Contact Lanza & Smith | 888-244-3934 (toll free)
Any witness with knowledge of deceptive or unlawful loan servicing practices - whether through EMC or Chase - is encouraged to contact Lanza & Smith by email or by phone toll free at 888-244-3934. This includes anyone with relevant knowledge, including former employees of EMC or Chase.
Mortgage Fraud
The lawsuit alleges that EMC and Chase defrauded home owners who were seeking to modify their loans.
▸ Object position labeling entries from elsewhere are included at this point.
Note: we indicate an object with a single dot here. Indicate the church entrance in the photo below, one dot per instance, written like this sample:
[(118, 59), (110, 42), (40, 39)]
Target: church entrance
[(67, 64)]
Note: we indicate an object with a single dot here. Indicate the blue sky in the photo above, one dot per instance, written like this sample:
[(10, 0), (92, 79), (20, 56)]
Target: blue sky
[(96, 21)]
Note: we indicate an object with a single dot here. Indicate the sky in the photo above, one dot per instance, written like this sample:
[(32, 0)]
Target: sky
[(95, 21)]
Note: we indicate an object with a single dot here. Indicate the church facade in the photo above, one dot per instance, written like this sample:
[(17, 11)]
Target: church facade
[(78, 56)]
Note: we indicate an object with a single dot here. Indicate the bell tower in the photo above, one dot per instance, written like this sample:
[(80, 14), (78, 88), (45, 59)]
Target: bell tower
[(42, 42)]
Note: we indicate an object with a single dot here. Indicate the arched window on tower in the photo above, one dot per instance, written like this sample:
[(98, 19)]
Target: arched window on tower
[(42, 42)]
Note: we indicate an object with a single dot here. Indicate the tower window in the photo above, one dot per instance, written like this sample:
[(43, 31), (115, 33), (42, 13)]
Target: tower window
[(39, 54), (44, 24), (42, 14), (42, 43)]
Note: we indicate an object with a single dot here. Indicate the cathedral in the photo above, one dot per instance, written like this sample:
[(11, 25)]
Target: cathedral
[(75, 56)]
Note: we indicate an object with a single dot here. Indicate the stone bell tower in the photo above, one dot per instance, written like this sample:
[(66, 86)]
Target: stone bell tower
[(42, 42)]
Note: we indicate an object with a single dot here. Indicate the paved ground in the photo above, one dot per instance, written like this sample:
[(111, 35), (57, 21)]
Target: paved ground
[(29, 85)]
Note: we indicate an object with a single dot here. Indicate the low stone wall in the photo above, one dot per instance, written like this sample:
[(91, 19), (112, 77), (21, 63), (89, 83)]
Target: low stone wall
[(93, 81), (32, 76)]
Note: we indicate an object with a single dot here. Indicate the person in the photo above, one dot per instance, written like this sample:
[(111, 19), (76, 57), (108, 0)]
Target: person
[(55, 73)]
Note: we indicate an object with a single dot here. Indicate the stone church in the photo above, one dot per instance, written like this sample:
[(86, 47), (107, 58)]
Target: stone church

According to the legal complaint, EMC and Chase: a) repeatedly failed to grant loan modifications as promised, misrepresented the requirements for permanent loan modifications, and misrepresented the status of loan modification applications; b) asked borrowers to make payments under "temporary" loan modifications that the defendants never intended to convert to permanent loan modifications as promised; c) erected phony obstacles to delay or prevent permanent loan modifications; d) misrepresented amounts due and other terms of loans being serviced; e) improperly prosecuted unlawful foreclosure actions; and f) charged unwarranted fees.
The lawsuit alleges that EMC and Chase engaged in a loan modification hoax. By inducing consumers to continue making excess or other unjustified payments in pursuit of illusory permanent loan modifications, EMC and Chase increased loan servicing fees, and avoided the need to foreclose on multiple homes at once, thus conserving resources, and avoiding the liquidation of excess and over-valued real estate inventory. In addition, the defendants artificially bolstered their financial statements (including balance sheets and related SEC filings), and minimized reporting of toxic, defaulted, and distressed loans. This "extend and pretend" philosophy was not disclosed to borrowers.
Jean Wilcox
Jean Wilcox's experience was typical of the scheme perpetrated by EMC, the lawsuit alleges. EMC convinced Wilcox to apply for three temporary or "trial" loan modifications, while never approving her for a permanent loan modification as EMC had promised. During this process, the requirements for a permanent modification were continually shifted depending on who at EMC was on the phone, as Wilcox was systematically transferred from person to person. This process took over three years, required the re-submission of loan documents on numerous occasions, cost Wilcox thousands of dollars, injured Wilcox's credit, and wasted innumerable hours of her time and resources. Wilcox and her counsel believe that her experience has been common to many other California homeowners.